Nicole Scheidl, executive director of the doctors’ rights group Physicians for Life, said she finds the CAMAP demands disturbing even though her organization is not faith-based. Physicians for Life has been a leader in the battle for protecting the rights of its members not to be forced to be involved in MAiD provision. 

She believes, as Bennett does, that CAMAP is using the COVID pandemic as a pretext to push its agenda in advance of federal government hearings into further expansion of MAiD in Canada.

“You don’t want to waste a good crisis, right?” Scheidl said. “It’s a highly unusual time, and that’s their wedge in the door. I think they have a real agenda to make sure that (doctor-assisted) death is available at any time.”

Scheidl noted the paradox of CAMAP members pressing public demands for greater MAiD access at a time when frontline medical staff have made extraordinary efforts to keep alive people afflicted with COVID-19. 

“When you read about some of the absolutely heroic efforts made to keep people alive because it’s important to keep people alive, and then you read something like (the CAMAP web site). ‘I worked really hard to save your life, and then I’ll turn around and give you MAiD. I don’t see how you could hold that kind of dichotomy inside you without your head exploding.”

Edmonton Conservative MP Garnett Genuis pointed out there’s another, potentially more devastating paradox at work.
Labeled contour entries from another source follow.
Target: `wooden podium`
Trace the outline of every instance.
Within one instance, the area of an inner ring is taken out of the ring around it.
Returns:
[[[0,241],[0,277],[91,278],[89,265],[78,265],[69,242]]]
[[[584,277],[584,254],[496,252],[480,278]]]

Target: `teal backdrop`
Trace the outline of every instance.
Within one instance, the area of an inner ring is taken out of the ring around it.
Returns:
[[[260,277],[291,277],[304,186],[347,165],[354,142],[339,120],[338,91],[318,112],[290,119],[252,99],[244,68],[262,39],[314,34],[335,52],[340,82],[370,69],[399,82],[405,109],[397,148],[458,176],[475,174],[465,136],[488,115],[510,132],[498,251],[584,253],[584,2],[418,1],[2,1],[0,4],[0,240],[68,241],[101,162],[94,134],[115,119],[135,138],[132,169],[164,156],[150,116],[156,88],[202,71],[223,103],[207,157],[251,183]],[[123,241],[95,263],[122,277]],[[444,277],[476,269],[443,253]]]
The insistence on breaking down faith-based or moral objections to MAiD risks hurting patients the most.

“I think they (CAMAP) fail to understand the way in which violating conscience protection actually hurts patient access,” Genuis said. “It very clearly does because if you make it difficult for people in the (medical) profession who have a certain moral code, they’re going to find ways of limiting their practice or stop altogether,” Genuis told Convivium.